The isomorphism is going to map solutions [itex]x[/itex] of the polynomial [itex]x^2-x+1[/itex] to a corresponding complex number [itex]\lambda[/itex] which is also a solution of the equation [itex]\lambda^2 - \lambda +1[/itex].

That is

[tex]a + bx \rightarrow a + b\lambda[/tex]

where [itex]a+bx[/itex] is a linear factor of [itex]x^2-x+1[/itex] and [itex]a, b \in \mathbb{R}[/itex].

So take [itex]x \in \mathbb{R}[x]/(x^2-x+1) [/itex]. Then [itex]x[/itex] is a solution of [itex]x^2-x+1 = 0[/itex]. Now we take a [itex]\lambda \in \mathbb{C}[/itex] such that [itex]\lambda[/itex] solves [itex]\lambda^2 -\lambda + 1[/itex]. To prove that this is an isomorphism we need to show

[tex](a+bx)(c+dx) \rightarrow (a+b\lambda)(c+d\lambda)[/tex]

[tex](a+bx)(c+dx) = (ac + (bc+ad)x + bdx^2) [/tex]

[tex](a+b\lambda)(c+d\lambda) = ac + (bc+ad)\lambda +bd\lambda^2[/tex]
 
  • #4
What's the kernel of the map R[x] --> C that maps x to λ? Is it surjective? Know any theorems about homomorphisms?
 
  • #5
The polynomial [itex]x^2-x+1[/itex] is irreducible over [itex]\mathbb{R}[/itex] since if the polynomial was reducible it would have a linear factor in [itex]\mathbb{R}[x][/itex] and hence a zero in [itex]\mathbb{R}[/itex]. But the polynomial has no zeroes hence factorization is impossible.

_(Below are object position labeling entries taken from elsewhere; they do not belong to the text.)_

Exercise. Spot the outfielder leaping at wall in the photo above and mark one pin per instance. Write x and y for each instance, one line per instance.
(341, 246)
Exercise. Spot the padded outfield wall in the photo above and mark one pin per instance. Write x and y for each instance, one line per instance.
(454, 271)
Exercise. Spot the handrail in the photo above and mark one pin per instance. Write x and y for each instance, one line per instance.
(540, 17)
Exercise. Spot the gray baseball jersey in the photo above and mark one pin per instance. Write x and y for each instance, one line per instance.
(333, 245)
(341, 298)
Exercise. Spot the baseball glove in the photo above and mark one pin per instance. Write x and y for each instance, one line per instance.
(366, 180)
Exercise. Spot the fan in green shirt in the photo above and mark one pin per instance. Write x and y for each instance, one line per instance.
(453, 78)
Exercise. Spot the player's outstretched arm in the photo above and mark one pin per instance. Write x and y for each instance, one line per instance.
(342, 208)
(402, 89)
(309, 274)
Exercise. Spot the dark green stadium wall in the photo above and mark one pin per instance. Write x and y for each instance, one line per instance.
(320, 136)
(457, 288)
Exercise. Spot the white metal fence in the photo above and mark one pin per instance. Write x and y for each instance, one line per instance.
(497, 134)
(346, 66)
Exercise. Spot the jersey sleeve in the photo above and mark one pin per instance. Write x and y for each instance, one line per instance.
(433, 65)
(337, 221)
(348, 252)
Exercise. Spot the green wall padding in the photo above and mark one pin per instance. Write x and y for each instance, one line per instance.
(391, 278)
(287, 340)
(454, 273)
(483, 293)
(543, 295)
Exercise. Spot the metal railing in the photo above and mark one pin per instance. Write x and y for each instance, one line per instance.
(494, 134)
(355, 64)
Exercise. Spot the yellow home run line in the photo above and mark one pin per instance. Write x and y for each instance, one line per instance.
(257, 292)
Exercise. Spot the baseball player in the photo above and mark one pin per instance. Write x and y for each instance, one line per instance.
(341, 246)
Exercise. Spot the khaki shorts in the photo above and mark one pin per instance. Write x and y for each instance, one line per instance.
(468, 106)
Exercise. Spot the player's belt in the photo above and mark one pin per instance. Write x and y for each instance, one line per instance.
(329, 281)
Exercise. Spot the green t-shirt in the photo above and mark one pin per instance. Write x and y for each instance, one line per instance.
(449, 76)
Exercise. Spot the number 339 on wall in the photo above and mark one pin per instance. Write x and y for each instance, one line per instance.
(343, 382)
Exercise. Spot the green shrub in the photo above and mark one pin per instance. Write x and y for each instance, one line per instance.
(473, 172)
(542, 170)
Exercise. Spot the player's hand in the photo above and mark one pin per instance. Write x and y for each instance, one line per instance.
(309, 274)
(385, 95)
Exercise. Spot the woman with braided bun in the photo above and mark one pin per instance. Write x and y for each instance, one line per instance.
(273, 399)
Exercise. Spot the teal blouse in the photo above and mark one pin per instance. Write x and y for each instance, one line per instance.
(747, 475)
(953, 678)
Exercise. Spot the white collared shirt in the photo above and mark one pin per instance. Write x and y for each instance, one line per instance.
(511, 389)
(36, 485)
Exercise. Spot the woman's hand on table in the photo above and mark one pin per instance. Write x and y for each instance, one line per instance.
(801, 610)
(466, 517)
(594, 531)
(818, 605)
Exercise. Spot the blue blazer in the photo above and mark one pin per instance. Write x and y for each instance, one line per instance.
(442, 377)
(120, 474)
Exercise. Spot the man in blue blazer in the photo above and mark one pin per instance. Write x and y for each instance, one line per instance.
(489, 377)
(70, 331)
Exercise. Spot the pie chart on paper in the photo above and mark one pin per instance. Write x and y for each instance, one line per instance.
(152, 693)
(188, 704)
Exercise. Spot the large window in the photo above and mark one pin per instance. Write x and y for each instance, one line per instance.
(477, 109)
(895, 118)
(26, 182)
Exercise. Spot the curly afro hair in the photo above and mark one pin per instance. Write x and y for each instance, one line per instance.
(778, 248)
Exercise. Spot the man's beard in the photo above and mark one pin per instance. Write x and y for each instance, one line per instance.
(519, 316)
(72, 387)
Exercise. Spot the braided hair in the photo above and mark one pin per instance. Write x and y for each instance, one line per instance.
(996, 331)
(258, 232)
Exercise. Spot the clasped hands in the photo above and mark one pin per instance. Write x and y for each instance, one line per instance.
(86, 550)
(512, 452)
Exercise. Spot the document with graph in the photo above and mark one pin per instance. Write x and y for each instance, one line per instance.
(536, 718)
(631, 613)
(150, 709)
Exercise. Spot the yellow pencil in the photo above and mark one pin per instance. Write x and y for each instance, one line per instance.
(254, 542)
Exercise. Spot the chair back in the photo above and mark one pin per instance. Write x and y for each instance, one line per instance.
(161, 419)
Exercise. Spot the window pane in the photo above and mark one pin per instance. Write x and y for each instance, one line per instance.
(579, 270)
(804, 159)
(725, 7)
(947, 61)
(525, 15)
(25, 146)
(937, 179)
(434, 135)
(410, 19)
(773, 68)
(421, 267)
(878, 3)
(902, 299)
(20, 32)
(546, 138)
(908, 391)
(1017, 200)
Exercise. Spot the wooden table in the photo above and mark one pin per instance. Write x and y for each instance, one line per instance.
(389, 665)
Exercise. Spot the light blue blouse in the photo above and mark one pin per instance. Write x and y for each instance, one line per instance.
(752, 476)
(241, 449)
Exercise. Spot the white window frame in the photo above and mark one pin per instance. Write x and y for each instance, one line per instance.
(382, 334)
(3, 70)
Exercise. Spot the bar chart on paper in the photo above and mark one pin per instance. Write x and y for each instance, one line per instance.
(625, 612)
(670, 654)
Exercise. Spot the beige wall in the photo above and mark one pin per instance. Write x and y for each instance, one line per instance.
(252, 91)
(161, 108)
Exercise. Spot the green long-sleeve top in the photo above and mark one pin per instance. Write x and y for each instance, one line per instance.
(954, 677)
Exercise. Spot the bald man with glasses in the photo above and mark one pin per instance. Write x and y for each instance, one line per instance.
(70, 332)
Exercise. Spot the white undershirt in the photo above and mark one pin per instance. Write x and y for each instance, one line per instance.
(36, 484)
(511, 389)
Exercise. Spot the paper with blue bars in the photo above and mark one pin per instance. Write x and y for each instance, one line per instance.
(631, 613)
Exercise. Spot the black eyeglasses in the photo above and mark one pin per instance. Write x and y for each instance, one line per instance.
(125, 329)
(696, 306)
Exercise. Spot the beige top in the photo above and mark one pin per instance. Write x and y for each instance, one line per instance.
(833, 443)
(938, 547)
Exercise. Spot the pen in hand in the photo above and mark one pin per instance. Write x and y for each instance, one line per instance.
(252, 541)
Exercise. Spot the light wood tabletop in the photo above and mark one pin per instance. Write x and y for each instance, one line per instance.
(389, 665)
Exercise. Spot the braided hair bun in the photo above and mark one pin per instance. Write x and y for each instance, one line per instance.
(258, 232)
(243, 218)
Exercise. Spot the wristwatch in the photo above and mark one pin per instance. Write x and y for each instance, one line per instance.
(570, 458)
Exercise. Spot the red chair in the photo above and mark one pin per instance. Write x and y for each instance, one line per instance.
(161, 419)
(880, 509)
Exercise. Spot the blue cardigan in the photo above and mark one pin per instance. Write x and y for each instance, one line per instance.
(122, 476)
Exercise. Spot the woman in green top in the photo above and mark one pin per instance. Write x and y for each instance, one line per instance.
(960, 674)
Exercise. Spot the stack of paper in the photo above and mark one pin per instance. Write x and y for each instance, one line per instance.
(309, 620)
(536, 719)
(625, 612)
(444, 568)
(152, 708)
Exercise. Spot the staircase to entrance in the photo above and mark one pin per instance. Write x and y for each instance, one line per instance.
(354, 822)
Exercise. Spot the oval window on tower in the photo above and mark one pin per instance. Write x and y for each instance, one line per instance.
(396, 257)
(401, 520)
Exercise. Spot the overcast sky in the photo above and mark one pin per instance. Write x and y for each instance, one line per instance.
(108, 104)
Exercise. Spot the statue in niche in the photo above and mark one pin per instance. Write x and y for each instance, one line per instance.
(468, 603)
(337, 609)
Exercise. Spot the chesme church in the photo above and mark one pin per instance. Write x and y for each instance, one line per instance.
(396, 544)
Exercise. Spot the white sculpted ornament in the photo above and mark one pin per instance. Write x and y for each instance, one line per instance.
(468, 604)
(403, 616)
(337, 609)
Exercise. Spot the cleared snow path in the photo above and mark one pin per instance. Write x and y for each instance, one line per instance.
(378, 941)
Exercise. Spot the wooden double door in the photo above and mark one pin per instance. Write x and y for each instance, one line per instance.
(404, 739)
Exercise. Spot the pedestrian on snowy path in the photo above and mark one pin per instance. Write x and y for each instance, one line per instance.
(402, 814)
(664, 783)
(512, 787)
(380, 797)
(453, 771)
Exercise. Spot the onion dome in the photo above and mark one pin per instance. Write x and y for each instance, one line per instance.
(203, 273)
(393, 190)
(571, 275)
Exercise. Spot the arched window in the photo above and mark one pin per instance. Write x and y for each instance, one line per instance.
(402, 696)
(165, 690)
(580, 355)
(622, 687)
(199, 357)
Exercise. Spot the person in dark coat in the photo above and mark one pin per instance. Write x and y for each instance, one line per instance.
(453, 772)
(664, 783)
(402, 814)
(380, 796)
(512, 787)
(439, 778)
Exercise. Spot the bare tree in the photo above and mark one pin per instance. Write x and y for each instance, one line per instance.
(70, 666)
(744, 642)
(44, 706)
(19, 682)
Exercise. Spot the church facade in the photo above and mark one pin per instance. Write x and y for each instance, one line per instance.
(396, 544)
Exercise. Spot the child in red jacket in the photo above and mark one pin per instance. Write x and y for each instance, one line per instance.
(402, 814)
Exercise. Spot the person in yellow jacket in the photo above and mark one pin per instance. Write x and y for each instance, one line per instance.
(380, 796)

Because of this fact, the quotient ring [itex]\mathbb{R}[x]/(x^2-x+1)[/itex] is a field.

I now look for isomorphisms that take elements in the quotient ring to elements of the complex numbers.

[tex]\phi : \mathbb{R}[x]/(x^2-x+1) \rightarrow \mathbb{C}[/tex]

An element in the quotient ring will be of the form [itex](a+bx)[/itex], where [itex]x[/itex] is a solution to [itex]x^2-x+1=0[/itex]. And an element of the complex numbers will be of the form [itex](a+b\lambda)[/itex] where [itex]\lambda[/itex] is a solution to [itex]\lambda^2-\lambda+1=0[/itex].

Now [itex]\phi[/itex] is an isomorphism if it is a homomorphism with respect to addition and multiplication. That is

[tex]\phi(a+b) = \phi(a') + \phi(b')[/tex]
[tex]\phi(ab) = \phi(a')\phi(b')[/tex]

Where [itex]a,b[/itex] are elements of the quotient ring and [itex]a',b'[/itex] are elements of the complex numbers.

The kernel of this map is that element of the quotient ring which maps to [itex]0 \in \mathbb{C}[/itex]. That is, [itex]\ker{\phi} = x[/itex] where [itex]x[/itex] is the solution to [itex]x^2-x+1=0[/itex].

Im not sure if all this so far is necessary to show an isomorphism exists, but I wrote this just to make sure my reasoning is correct. It probably isn't, but someone can point that one out.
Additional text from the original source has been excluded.